Clothing inflation hit 2% in July, up by 1.8 percentage points from the previous month, but slowed down again in August to 1.3%. As for footwear, the target hasn’t yet been reached, but after climbing to 1.7% in July, inflation increased slightly further to 1.9% in August, bringing it closer to the 2% mark.


Operating in the dark

When analysing the three main variables for retailers, it is reasonable to assume that they are operating blindly. As previously analysed, sales have been decreasing, price growth (inflation) is below its natural rate (making footwear cheaper than expected each year) and, even worse, consumer confidence is falling further into negative territory.

“National uncertainty is costing us at least 0.2 percentage points of growth”, said François Villeroy de Galhau, Governor of the Bank of France. “Uncertainty is the opposite of confidence and therefore the number one enemy of growth... Households save more when they are worried, so they consume less. Businesses wait to invest”. 

Commenting on the Bank of France’s latest monthly economic survey, he added: “If I had to sum it up, I think morale isn’t very high because we’re all fed up with this political mess, but the economy is holding up thanks to the courage of entrepreneurs and the hard work of French people” (reuters.com). 

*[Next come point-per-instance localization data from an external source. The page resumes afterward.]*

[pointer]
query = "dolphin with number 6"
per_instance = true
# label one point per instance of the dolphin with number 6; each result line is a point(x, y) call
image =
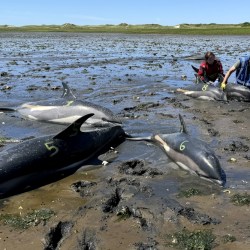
point(191, 154)
point(65, 110)
point(42, 160)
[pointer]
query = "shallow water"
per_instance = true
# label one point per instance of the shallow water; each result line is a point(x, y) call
point(120, 72)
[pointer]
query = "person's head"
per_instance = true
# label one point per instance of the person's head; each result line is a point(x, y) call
point(210, 57)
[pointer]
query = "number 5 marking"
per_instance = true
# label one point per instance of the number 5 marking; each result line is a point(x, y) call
point(205, 86)
point(50, 147)
point(182, 146)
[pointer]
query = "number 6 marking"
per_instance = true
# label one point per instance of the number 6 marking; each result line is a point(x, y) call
point(182, 146)
point(50, 147)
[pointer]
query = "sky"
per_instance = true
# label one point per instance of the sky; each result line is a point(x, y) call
point(101, 12)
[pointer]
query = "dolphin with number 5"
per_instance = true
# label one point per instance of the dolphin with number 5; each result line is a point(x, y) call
point(191, 154)
point(65, 110)
point(42, 160)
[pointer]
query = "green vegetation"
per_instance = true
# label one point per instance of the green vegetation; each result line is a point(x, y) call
point(182, 29)
point(228, 238)
point(200, 239)
point(31, 219)
point(241, 199)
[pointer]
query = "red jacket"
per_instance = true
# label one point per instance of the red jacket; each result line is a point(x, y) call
point(210, 72)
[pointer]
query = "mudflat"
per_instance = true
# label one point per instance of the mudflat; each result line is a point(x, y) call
point(140, 199)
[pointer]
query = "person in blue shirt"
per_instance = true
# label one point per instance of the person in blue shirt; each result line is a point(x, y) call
point(242, 68)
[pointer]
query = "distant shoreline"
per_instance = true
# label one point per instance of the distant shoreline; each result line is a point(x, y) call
point(182, 29)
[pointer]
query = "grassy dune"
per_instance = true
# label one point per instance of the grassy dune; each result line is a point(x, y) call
point(182, 29)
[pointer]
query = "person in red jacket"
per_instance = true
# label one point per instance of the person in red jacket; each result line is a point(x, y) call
point(210, 69)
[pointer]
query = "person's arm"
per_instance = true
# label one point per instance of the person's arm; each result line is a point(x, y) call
point(228, 74)
point(201, 73)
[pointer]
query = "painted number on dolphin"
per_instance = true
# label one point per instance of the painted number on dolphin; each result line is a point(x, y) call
point(51, 147)
point(182, 145)
point(205, 86)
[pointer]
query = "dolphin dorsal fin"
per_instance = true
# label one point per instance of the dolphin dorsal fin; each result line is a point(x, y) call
point(67, 93)
point(183, 125)
point(74, 128)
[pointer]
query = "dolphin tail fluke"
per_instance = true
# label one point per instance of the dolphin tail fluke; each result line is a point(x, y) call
point(132, 138)
point(67, 93)
point(195, 69)
point(73, 129)
point(181, 90)
point(183, 125)
point(3, 109)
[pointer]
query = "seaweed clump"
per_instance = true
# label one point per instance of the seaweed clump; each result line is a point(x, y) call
point(30, 219)
point(241, 199)
point(191, 240)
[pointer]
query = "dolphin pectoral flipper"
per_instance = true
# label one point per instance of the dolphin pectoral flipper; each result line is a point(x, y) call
point(110, 120)
point(183, 125)
point(74, 128)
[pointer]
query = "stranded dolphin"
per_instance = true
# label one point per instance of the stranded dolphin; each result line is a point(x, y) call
point(237, 92)
point(191, 154)
point(42, 160)
point(204, 91)
point(65, 110)
point(232, 91)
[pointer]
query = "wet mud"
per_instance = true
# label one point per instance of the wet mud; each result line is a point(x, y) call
point(138, 199)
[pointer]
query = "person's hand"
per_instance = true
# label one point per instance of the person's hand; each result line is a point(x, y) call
point(223, 86)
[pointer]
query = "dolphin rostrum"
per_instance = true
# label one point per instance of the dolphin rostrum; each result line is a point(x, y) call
point(237, 92)
point(48, 158)
point(191, 154)
point(65, 110)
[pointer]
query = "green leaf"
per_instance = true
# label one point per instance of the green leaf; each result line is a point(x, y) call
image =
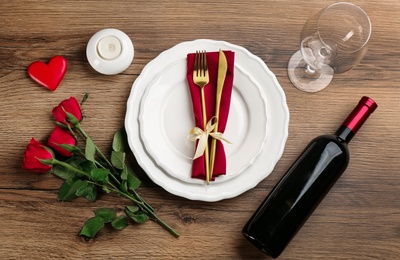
point(120, 222)
point(92, 227)
point(69, 188)
point(90, 149)
point(85, 97)
point(100, 175)
point(120, 141)
point(132, 209)
point(69, 148)
point(108, 215)
point(139, 216)
point(87, 190)
point(72, 119)
point(118, 159)
point(87, 166)
point(124, 186)
point(124, 173)
point(106, 190)
point(62, 172)
point(133, 182)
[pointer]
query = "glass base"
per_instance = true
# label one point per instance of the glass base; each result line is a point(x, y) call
point(305, 78)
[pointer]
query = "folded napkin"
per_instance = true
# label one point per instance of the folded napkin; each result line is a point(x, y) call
point(198, 167)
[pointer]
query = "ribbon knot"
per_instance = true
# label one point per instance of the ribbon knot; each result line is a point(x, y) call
point(196, 133)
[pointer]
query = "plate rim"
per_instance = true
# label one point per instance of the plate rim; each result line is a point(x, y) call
point(209, 196)
point(255, 153)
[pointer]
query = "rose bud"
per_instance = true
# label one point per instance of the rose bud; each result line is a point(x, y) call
point(71, 106)
point(35, 156)
point(60, 137)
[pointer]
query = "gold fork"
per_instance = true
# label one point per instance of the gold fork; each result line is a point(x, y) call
point(201, 79)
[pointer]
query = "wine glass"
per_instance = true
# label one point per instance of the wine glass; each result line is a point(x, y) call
point(332, 41)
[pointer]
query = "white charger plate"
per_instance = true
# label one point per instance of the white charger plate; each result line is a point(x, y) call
point(166, 116)
point(277, 124)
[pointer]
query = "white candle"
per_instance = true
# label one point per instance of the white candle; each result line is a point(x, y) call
point(109, 47)
point(110, 51)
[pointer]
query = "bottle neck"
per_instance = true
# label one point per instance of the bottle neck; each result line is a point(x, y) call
point(356, 119)
point(344, 133)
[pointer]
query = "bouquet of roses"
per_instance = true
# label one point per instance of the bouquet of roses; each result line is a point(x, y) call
point(87, 171)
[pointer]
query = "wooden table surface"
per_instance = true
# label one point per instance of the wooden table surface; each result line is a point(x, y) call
point(359, 218)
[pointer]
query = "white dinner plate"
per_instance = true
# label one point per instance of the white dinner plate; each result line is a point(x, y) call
point(276, 127)
point(166, 116)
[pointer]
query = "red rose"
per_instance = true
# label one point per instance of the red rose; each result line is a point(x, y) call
point(71, 106)
point(58, 137)
point(33, 154)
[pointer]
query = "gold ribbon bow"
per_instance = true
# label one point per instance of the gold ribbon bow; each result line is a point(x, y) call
point(197, 133)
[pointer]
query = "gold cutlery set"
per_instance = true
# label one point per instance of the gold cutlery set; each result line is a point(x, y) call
point(201, 79)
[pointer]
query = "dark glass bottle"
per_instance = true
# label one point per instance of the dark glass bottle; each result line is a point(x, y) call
point(305, 184)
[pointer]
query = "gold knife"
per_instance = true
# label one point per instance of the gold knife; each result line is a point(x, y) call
point(222, 68)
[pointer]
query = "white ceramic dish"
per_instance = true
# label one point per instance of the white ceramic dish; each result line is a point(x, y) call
point(166, 116)
point(276, 128)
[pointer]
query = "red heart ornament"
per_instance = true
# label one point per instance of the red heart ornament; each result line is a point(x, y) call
point(48, 75)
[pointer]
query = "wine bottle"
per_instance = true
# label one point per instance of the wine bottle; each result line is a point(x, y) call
point(305, 184)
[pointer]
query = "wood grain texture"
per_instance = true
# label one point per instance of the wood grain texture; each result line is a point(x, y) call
point(360, 217)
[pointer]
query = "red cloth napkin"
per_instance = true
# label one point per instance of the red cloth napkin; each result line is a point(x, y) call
point(198, 167)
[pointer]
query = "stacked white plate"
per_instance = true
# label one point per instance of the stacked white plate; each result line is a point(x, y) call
point(159, 117)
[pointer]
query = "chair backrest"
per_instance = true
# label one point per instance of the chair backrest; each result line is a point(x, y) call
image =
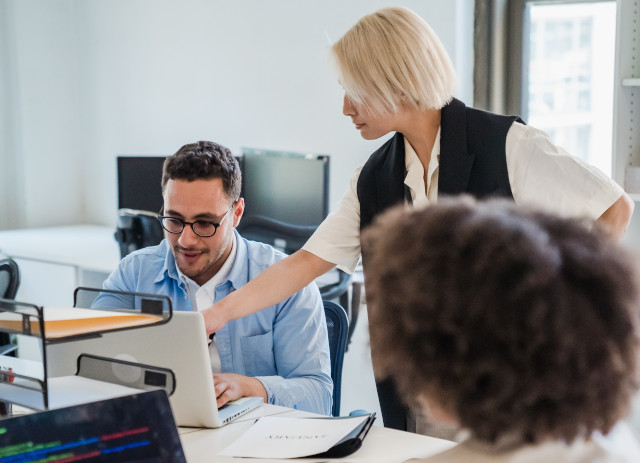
point(338, 327)
point(9, 282)
point(289, 238)
point(9, 277)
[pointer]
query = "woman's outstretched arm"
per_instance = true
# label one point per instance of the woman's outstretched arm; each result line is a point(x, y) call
point(276, 283)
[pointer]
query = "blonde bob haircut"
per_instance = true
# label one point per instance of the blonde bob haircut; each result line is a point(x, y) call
point(390, 56)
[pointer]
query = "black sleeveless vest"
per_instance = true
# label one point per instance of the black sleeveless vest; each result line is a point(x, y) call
point(472, 160)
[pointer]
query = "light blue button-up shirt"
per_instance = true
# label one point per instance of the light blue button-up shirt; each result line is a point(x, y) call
point(285, 346)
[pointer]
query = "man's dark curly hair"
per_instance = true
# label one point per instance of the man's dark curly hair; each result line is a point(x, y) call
point(520, 323)
point(204, 160)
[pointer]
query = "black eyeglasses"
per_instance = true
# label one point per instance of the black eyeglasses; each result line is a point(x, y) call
point(201, 228)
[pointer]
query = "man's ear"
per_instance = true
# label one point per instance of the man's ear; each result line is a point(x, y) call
point(238, 211)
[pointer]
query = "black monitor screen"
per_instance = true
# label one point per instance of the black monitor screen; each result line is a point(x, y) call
point(289, 187)
point(139, 180)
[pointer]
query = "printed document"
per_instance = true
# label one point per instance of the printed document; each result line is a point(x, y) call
point(282, 437)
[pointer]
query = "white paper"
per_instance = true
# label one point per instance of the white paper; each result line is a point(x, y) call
point(282, 437)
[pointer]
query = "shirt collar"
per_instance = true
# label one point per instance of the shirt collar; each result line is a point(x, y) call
point(415, 171)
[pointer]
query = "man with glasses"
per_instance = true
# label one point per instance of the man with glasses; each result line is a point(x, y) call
point(281, 353)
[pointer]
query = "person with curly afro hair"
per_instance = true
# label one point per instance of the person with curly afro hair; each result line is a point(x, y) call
point(518, 326)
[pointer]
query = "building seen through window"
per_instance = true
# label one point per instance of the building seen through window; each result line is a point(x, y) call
point(568, 74)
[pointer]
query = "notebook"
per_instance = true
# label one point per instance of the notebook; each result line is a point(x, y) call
point(179, 345)
point(133, 428)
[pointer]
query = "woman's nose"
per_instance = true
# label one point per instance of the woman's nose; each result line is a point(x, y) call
point(347, 107)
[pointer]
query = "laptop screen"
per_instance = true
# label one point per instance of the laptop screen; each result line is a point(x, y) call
point(134, 428)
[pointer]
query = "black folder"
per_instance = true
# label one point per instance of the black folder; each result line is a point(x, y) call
point(351, 442)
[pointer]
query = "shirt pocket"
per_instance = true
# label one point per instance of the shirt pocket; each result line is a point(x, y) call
point(257, 352)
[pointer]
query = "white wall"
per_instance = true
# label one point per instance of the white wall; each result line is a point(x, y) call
point(92, 79)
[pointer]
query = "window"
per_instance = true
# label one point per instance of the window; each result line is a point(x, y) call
point(553, 63)
point(568, 70)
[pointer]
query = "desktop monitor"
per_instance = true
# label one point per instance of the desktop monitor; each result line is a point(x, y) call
point(139, 180)
point(286, 196)
point(288, 187)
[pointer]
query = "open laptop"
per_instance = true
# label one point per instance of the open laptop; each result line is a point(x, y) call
point(179, 345)
point(133, 428)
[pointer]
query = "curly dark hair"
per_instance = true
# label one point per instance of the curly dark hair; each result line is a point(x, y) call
point(520, 323)
point(204, 160)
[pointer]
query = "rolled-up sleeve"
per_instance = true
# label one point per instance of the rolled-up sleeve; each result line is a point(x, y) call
point(337, 239)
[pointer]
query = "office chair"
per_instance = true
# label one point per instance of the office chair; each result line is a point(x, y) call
point(338, 328)
point(137, 229)
point(9, 277)
point(290, 238)
point(9, 282)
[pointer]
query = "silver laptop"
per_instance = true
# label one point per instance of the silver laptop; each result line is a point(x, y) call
point(179, 345)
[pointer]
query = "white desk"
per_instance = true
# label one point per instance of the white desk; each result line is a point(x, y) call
point(54, 261)
point(382, 445)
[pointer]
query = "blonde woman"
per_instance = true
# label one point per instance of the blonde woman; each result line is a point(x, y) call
point(397, 77)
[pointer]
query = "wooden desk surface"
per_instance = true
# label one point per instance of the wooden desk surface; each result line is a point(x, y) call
point(381, 445)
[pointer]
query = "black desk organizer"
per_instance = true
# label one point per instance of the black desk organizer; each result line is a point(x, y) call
point(28, 384)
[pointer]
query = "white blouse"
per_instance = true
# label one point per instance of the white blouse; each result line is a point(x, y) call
point(540, 174)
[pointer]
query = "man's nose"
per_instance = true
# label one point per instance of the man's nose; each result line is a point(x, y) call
point(187, 236)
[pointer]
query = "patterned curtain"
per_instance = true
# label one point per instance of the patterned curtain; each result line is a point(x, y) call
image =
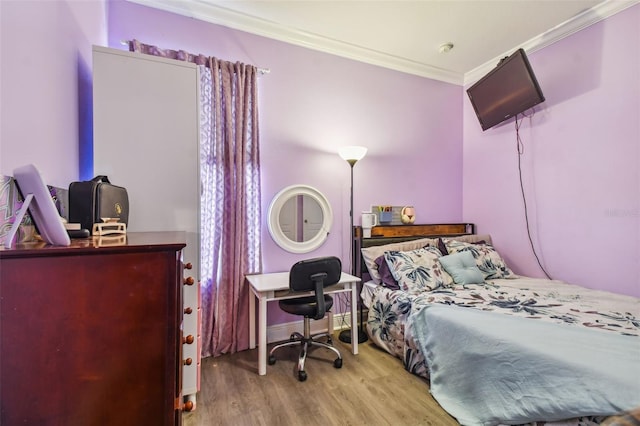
point(230, 198)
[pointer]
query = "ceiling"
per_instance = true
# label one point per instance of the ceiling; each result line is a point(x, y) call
point(407, 35)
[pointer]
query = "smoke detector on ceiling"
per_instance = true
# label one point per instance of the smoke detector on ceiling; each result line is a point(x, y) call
point(445, 47)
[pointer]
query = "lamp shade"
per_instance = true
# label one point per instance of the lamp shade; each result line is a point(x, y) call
point(352, 153)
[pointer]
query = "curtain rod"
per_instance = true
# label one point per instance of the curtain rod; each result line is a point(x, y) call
point(261, 71)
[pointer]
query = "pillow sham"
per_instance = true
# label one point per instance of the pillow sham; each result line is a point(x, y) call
point(473, 239)
point(418, 270)
point(462, 268)
point(370, 254)
point(488, 260)
point(386, 277)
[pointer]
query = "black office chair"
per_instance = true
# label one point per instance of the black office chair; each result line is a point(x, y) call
point(310, 275)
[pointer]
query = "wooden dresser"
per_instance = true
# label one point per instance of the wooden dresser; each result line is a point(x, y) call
point(91, 334)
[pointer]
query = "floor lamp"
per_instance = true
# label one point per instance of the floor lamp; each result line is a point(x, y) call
point(351, 154)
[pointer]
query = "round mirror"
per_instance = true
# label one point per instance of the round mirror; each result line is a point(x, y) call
point(300, 218)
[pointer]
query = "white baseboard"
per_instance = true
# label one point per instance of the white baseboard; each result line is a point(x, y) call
point(280, 332)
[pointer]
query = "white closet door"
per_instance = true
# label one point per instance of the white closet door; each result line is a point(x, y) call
point(146, 139)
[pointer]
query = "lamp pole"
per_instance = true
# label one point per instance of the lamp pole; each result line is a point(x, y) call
point(352, 155)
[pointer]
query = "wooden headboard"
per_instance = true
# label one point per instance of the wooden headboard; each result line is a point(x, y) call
point(387, 234)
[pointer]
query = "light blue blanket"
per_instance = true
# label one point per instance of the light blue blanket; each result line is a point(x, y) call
point(488, 368)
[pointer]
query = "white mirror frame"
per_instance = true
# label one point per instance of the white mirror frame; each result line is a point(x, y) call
point(274, 214)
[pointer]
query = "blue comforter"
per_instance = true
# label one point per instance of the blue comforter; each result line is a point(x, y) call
point(487, 368)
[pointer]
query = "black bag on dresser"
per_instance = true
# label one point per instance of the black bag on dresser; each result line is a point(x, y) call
point(92, 200)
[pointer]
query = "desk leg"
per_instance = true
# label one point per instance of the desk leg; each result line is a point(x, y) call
point(354, 318)
point(252, 320)
point(262, 336)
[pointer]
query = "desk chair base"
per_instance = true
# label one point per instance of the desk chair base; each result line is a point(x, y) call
point(306, 341)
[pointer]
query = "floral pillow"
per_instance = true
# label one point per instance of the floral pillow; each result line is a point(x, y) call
point(418, 270)
point(491, 264)
point(386, 277)
point(370, 254)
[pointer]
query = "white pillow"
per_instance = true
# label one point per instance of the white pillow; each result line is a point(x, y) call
point(462, 267)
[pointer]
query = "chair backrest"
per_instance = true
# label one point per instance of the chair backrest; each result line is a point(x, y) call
point(314, 275)
point(301, 276)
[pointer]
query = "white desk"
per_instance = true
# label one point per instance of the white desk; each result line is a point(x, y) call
point(275, 286)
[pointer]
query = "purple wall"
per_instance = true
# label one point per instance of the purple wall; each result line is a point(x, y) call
point(580, 165)
point(46, 84)
point(311, 104)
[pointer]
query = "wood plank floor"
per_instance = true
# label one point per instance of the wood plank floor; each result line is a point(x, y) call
point(371, 388)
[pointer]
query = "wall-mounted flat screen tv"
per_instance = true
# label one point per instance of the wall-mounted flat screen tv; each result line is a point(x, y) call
point(509, 89)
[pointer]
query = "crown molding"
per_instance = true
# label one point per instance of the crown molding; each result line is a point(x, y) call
point(565, 29)
point(216, 14)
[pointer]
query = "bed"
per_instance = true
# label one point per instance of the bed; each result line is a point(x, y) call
point(497, 348)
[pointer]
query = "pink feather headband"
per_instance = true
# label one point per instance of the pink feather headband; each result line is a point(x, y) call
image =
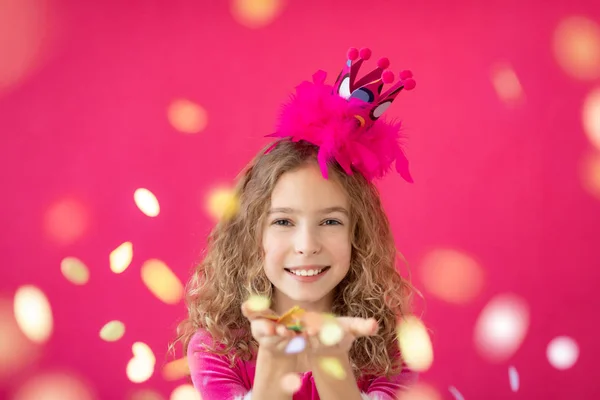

This kind of pressure caused the consumer confidence indicator to decrease by 48.5% between February and September, with the latest estimates registering an EAS (Extreme Answers Survey) level of minus 19.3.


Negative expectations

The French economy had already begun to slow down last year, growing by 1.2%, down from 1.4% in 2023. However, the Banque de France forecasts a more significant slowdown this year, with growth expected to reach just 0.6%. While some of this is due to a cooling global economy and the impact of President Trump’s tariffs, there is also a perception that France has become increasingly ungovernable. 

“France has traditionally been the locomotive of Europe,” said the governor of the French central bank, in a radio interview. “Now it has become the caboose” (nytimes.com).  

Despite the economic slowdown and decrease in footwear sales in France, footwear imports increased by 1.9% year-on-year in the first half of the year, reaching a total value of 4.1 billion euros. Furthermore, the number of pairs imported increased by 8.4% year-on-year to a total of 253 million pairs of shoes. 

This means that the average import price for footwear so far this year stands at 16.50 euros, which is 1.10 euros less than in 2024. This significant price decrease may indicate that retailers are trying to reduce their average stock unit price in response to the decline in sales.  

It can also correlate to the decrease in the retail confidence indicator, which, after a slight improvement in the summer months, plunged by 65.3% from August to September. The confidence indicator has fallen from minus 10 in January to minus 17 on the EAS scale.


In terms of the political context, retailers are calling for clarity and stability – two fundamental conditions for investment and transformation – as they face intense competition, particularly from Asian platforms’ worrying increase in sales. These platforms must be compelled to comply swiftly with all French and European regulations (procos.org).

Looking ahead, if footwear imports follow the confidence of retailers, one can only have negative expectations about the values when data comes out.